Miyamoto became interested in the history of her hometown, and as an adult began to preserve the history of the ships together with her husband, Akio, 70.

Currently, Akio serves as chairman of an association, Kaga Hashitate Machinami Hozonkai, to preserve the town of Hashitate.

“The start of the museum was prompted by the enthusiasm of local residents, which spurred local authorities to take action,” he said.

In 2005, Hashitate was designated by the national government as a preservation area for groups of buildings with important traditional value.

In April this year, 11 municipalities facing the Sea of Japan, including Kaga, were designated by the Cultural Affairs Agency as a Japanese heritage site, where Kitamae-bune made port calls or where shipowners lived.

In this way, awareness of the ships and their role in connecting places along the Sea of Japan with the rest of the country has steadily risen.

As I walked around the town, stone walls in unique colors caught my eyes.

“These stones are called shakudani-ishi, and were mined in the city of Fukui,” Kamio said. “They were also referred to as ao-ishi [blue stones], and were used as ballast for ships.”

When the stone walls get wet in the rain, the blue-green become more vivid and contrast well with the reddish-brown tiled roofs.

This small coastal community enjoyed great prosperity over a short period of its long history.

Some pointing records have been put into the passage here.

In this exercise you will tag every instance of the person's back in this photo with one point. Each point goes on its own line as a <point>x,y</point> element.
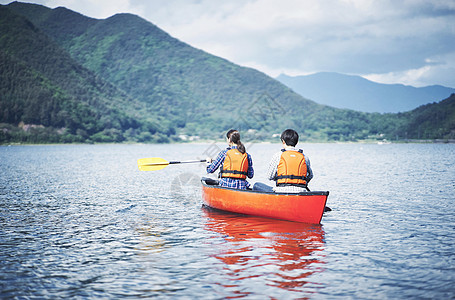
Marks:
<point>290,168</point>
<point>236,165</point>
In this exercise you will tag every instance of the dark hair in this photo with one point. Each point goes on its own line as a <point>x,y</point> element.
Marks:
<point>290,137</point>
<point>234,137</point>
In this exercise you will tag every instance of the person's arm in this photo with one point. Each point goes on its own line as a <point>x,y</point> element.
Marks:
<point>217,162</point>
<point>309,171</point>
<point>273,166</point>
<point>250,172</point>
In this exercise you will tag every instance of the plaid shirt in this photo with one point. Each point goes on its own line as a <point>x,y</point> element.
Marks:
<point>272,173</point>
<point>241,184</point>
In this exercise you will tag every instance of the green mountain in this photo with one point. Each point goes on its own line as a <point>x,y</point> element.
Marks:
<point>42,85</point>
<point>165,88</point>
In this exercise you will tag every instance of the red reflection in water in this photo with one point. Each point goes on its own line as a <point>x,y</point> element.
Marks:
<point>276,253</point>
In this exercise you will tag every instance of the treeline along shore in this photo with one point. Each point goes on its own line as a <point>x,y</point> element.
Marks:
<point>67,78</point>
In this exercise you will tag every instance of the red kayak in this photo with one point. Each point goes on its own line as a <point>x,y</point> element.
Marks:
<point>306,207</point>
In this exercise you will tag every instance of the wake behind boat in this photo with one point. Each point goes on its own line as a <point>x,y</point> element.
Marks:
<point>306,207</point>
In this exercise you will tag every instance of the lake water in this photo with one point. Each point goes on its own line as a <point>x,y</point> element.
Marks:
<point>82,221</point>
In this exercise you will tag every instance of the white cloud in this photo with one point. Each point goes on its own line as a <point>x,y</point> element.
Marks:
<point>387,39</point>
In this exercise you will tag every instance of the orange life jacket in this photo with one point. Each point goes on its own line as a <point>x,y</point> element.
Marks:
<point>235,164</point>
<point>292,168</point>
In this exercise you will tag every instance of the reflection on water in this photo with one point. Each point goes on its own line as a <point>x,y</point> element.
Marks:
<point>279,254</point>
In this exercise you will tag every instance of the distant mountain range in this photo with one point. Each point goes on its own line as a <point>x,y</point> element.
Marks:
<point>67,78</point>
<point>358,93</point>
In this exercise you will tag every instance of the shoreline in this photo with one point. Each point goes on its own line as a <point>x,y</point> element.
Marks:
<point>409,141</point>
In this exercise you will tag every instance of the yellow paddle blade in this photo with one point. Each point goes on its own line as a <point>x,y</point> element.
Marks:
<point>152,164</point>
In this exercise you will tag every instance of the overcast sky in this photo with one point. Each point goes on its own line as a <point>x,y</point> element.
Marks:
<point>407,41</point>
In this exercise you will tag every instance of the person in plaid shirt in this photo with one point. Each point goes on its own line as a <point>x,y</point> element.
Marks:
<point>233,178</point>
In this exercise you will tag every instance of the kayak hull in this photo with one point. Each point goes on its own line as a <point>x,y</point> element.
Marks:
<point>305,207</point>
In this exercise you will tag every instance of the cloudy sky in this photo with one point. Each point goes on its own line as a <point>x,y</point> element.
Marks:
<point>408,41</point>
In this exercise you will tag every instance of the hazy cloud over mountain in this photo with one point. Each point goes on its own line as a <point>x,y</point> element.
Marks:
<point>410,42</point>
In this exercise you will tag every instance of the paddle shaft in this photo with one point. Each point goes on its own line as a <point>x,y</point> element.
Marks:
<point>186,161</point>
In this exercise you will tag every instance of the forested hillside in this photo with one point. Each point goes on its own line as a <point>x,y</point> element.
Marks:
<point>55,99</point>
<point>124,79</point>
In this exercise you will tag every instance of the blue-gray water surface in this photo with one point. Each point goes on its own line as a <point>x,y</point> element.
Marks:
<point>82,221</point>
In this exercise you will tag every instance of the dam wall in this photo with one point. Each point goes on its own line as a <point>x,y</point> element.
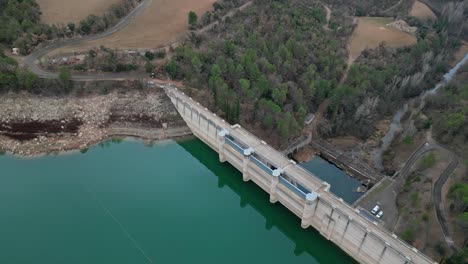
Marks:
<point>301,192</point>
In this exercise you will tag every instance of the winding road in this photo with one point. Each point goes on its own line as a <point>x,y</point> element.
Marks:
<point>32,60</point>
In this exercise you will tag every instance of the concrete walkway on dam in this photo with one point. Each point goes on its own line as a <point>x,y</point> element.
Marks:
<point>301,192</point>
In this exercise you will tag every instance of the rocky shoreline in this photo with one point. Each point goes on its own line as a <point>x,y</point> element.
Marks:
<point>34,126</point>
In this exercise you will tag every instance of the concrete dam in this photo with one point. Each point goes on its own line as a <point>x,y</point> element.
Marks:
<point>301,192</point>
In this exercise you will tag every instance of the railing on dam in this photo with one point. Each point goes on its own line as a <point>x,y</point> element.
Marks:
<point>336,220</point>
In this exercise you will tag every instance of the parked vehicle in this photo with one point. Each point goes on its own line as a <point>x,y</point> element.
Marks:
<point>375,209</point>
<point>379,215</point>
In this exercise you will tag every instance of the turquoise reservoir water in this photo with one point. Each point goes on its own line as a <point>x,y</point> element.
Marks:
<point>342,185</point>
<point>130,203</point>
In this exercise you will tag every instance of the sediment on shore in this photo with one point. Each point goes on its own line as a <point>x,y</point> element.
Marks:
<point>32,125</point>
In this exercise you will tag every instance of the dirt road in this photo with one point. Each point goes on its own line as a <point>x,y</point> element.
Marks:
<point>32,60</point>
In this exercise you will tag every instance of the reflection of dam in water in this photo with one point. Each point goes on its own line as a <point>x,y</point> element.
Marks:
<point>341,184</point>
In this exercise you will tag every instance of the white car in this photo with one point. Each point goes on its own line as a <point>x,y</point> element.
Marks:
<point>375,209</point>
<point>379,215</point>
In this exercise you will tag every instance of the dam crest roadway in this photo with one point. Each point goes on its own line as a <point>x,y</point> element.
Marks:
<point>298,190</point>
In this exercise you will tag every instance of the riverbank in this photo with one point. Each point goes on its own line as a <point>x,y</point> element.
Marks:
<point>33,126</point>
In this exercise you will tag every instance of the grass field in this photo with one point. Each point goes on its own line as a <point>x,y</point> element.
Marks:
<point>371,31</point>
<point>64,11</point>
<point>422,11</point>
<point>160,24</point>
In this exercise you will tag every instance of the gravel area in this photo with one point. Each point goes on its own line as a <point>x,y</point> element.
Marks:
<point>32,125</point>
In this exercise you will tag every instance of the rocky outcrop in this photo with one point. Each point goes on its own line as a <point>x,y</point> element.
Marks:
<point>31,125</point>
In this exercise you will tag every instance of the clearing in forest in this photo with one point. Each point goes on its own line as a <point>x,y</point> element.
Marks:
<point>422,11</point>
<point>64,11</point>
<point>371,31</point>
<point>160,24</point>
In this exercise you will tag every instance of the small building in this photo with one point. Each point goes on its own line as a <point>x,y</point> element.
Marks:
<point>309,119</point>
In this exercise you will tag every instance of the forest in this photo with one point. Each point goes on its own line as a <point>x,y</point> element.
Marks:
<point>268,66</point>
<point>275,62</point>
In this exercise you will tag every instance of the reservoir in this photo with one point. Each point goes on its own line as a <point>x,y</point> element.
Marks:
<point>126,202</point>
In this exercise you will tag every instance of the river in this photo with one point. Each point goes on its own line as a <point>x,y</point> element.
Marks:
<point>341,184</point>
<point>130,203</point>
<point>387,139</point>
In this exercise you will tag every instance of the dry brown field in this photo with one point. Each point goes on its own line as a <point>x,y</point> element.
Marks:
<point>64,11</point>
<point>163,22</point>
<point>422,11</point>
<point>371,31</point>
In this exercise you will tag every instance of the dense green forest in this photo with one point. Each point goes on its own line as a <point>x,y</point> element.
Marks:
<point>268,66</point>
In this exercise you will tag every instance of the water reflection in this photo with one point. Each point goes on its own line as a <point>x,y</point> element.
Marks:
<point>307,241</point>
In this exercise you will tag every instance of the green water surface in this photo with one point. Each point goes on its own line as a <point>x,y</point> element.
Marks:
<point>130,203</point>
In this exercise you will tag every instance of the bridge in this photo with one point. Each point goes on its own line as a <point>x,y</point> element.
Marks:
<point>301,192</point>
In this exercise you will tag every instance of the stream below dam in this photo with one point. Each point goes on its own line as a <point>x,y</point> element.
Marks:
<point>172,202</point>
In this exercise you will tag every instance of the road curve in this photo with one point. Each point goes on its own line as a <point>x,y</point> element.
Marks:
<point>34,57</point>
<point>437,199</point>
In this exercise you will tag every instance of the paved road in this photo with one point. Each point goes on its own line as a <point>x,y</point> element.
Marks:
<point>437,198</point>
<point>31,60</point>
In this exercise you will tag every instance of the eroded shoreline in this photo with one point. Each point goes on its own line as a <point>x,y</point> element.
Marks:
<point>34,126</point>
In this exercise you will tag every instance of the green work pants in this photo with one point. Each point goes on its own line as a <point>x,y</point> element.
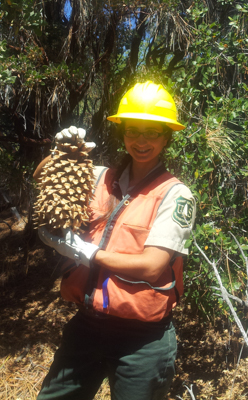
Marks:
<point>138,362</point>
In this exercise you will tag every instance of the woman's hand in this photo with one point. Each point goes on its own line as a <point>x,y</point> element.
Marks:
<point>71,246</point>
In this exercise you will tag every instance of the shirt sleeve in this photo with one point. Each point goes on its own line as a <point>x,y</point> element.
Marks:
<point>174,220</point>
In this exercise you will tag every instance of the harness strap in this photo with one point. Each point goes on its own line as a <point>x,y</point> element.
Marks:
<point>95,269</point>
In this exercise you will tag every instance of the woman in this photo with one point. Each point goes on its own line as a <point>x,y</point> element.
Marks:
<point>126,273</point>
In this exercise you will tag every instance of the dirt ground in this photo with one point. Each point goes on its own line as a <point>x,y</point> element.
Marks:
<point>32,316</point>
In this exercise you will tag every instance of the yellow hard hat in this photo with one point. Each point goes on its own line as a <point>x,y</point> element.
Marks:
<point>148,101</point>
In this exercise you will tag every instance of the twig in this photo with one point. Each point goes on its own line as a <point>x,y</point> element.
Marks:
<point>224,292</point>
<point>190,390</point>
<point>235,298</point>
<point>240,354</point>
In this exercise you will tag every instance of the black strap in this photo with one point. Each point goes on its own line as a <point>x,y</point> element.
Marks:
<point>95,269</point>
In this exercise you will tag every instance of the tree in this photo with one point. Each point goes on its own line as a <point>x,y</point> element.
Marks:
<point>69,62</point>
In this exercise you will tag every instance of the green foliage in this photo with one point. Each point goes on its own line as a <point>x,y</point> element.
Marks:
<point>55,72</point>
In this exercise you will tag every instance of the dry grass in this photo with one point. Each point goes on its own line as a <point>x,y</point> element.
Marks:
<point>32,319</point>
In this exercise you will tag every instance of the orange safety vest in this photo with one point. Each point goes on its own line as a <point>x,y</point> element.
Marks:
<point>126,232</point>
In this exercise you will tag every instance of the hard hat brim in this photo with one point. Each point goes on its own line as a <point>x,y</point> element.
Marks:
<point>175,126</point>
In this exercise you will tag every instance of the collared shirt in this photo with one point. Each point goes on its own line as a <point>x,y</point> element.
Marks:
<point>169,229</point>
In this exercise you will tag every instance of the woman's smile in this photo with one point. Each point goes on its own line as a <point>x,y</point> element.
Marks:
<point>142,149</point>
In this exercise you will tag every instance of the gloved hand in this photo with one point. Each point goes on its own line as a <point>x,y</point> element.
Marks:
<point>71,246</point>
<point>74,135</point>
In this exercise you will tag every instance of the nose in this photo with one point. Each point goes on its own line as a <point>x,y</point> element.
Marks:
<point>141,139</point>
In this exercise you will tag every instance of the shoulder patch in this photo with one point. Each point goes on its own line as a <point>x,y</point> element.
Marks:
<point>183,212</point>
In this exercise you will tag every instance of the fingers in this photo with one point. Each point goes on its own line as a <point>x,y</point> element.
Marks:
<point>70,134</point>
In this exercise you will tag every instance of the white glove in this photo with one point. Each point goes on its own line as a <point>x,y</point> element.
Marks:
<point>73,135</point>
<point>71,246</point>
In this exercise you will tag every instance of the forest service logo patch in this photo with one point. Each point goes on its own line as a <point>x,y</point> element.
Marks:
<point>183,212</point>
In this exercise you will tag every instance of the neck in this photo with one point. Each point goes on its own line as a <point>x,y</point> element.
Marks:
<point>140,170</point>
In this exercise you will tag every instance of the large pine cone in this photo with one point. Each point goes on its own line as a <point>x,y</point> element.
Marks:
<point>65,185</point>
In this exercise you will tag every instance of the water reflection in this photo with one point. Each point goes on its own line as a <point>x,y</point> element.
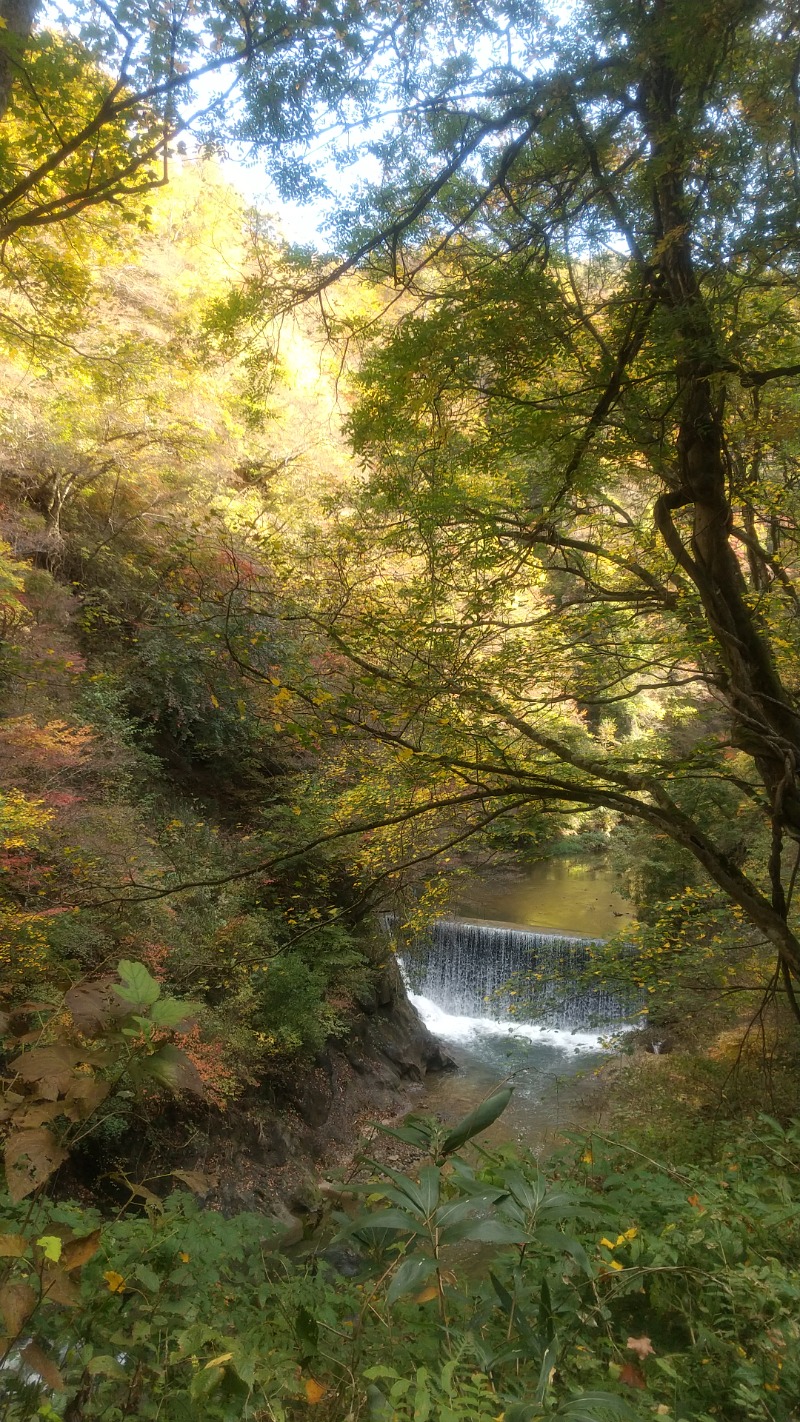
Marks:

While the boom times have passed, subtle traces of this prosperity remain.

It is here we encounter scenes of what can be described as the traces of the dreams of those who braved the seas.

3 hot spring resorts

On the last stage of this trip, I paid hurried visits to three onsen hot spring resorts in the area.

They each have their own unique characteristics: Katayamazu, which faces onto a lake; Yamanaka, which is surrounded by rich nature, including beautiful valleys; and Yamashiro, where large ryokan inns are arrayed.

I heard how skippers of Kitamae-bune alleviated their fatigue in onsen resorts in the Yamanaka and Yamashiro areas during winter, when they would alight from their ships to spend time in their hometowns.

I thought about the brave men of the sea as I bathed in Kosoyu, a bathhouse in Yamashiro hot spring resort that reproduces a public bathhouse of the Meiji era.


It is a 2½-hour ride on the JR Hokuriku Shinkansen line from Tokyo to Kanazawa. After changing to the Hokuriku Line, it is a 25-minute ride on the express train to Kagaonsen Station. From there to the Hashitate area, it is a 15-minute drive.